Why does function composition require parentheses?

Question

Let's say I want to compose Text.pack with Text.strip.

:t (.) produces: (b -> c) -> (a -> b) -> a -> c

:t (Text.pack) produces: String -> Text

:t (Text.strip) produces: Text -> Text

So substituting strip for (b -> c) gives: b = Text c = Text

Substituting pack for (a -> b) gives: a = String b = Text

Lets verify: :t strip . pack produces: strip . pack :: String -> Text

ok, great lets try it:

strip.pack " example "

Produces:

Couldn't match expected type ‘a -> Text’ with actual type ‘Text’
Relevant bindings include
  it :: a -> Text (bound at <interactive>:31:1)
Possible cause: ‘pack’ is applied to too many arguments
In the second argument of ‘(.)’, namely ‘pack "    example     "’
In the expression: strip . pack "    example     "

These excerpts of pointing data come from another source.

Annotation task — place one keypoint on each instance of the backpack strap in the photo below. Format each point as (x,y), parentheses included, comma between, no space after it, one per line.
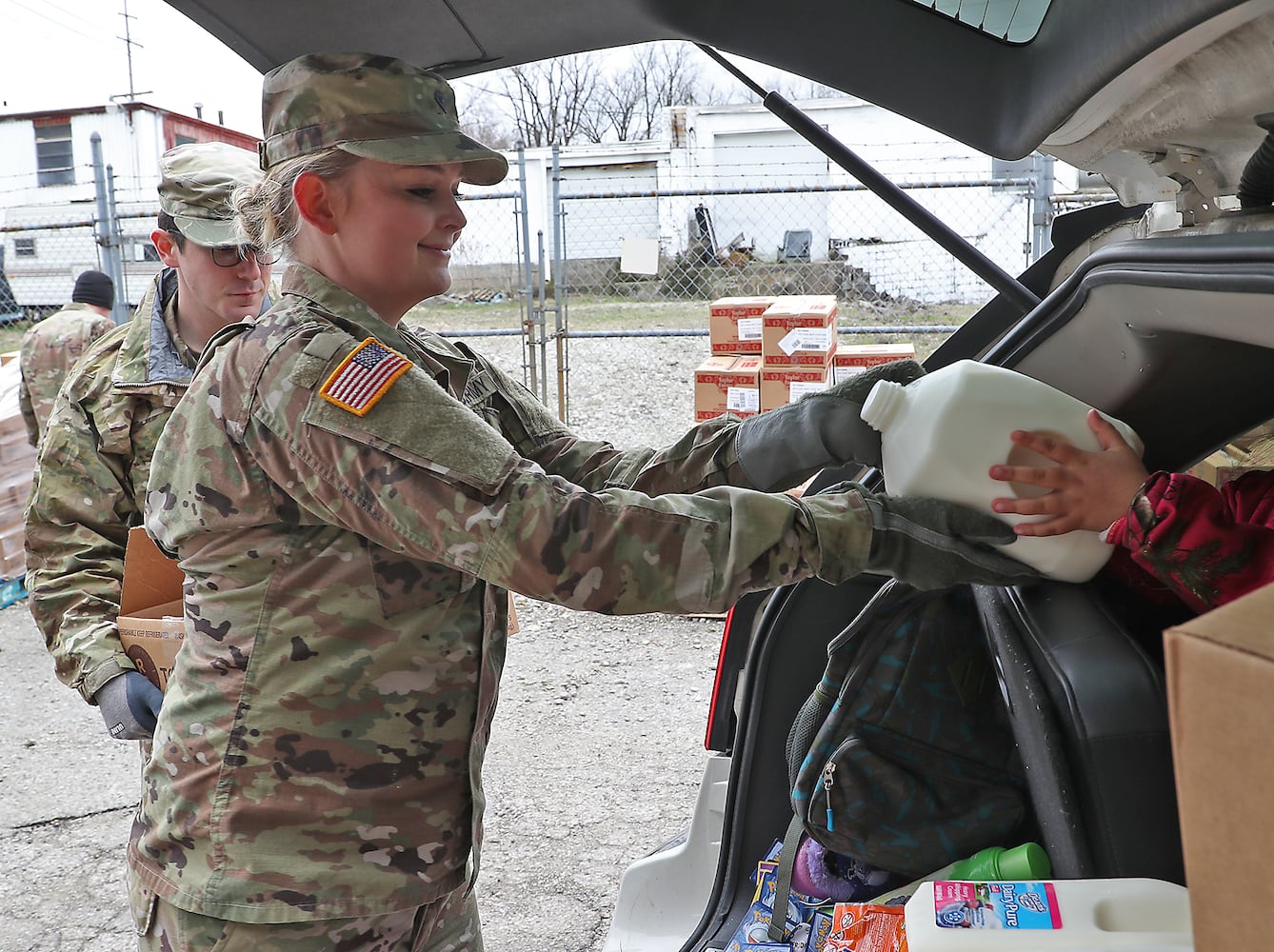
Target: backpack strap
(784,880)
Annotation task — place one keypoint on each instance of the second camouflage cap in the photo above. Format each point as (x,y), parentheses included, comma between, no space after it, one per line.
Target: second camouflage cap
(372,106)
(195,187)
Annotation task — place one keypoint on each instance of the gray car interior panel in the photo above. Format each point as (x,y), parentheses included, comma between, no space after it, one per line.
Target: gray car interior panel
(1089,712)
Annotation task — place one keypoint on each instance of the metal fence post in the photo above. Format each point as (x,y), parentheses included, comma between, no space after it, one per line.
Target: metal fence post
(528,296)
(560,293)
(1041,206)
(104,227)
(120,309)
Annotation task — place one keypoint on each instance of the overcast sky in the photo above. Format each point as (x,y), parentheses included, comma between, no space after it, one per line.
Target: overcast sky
(65,53)
(69,53)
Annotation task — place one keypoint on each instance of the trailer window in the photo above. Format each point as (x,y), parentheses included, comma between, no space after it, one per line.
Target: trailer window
(55,161)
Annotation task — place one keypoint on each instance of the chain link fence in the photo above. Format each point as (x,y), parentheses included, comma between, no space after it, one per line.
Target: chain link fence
(669,233)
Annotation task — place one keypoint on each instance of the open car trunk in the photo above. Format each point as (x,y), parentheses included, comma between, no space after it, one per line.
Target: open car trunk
(1171,334)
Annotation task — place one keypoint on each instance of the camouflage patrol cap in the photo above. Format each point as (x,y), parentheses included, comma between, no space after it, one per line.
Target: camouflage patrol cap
(372,106)
(195,187)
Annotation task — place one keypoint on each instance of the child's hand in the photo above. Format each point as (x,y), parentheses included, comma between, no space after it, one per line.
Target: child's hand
(1088,489)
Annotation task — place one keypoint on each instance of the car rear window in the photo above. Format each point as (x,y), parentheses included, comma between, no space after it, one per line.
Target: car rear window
(1012,21)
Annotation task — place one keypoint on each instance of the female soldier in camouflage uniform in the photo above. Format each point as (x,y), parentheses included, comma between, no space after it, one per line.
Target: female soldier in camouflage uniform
(351,504)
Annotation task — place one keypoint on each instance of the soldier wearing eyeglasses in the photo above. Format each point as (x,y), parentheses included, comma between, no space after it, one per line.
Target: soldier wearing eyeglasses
(93,466)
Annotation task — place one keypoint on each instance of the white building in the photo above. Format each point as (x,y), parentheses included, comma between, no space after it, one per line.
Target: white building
(750,181)
(48,198)
(721,177)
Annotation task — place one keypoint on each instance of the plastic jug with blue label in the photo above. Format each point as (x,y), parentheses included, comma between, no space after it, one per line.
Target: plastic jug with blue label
(941,433)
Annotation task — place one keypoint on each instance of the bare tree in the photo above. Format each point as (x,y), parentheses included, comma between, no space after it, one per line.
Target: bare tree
(575,98)
(660,75)
(553,102)
(794,89)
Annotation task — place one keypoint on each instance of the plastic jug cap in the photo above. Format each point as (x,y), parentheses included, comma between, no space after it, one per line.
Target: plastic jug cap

(strip . pack) " example " works as expected.... why?

Answer 1

Function application has a higher priority than composition.

strip.pack " example " is equivalent to strip.(pack " example "). This is one reason why people use $ to "suppress" application until after all the functions have been composed:

strip . pack $ "    example     "

Answer 2

Function application has an higher precedence over the function composition operator.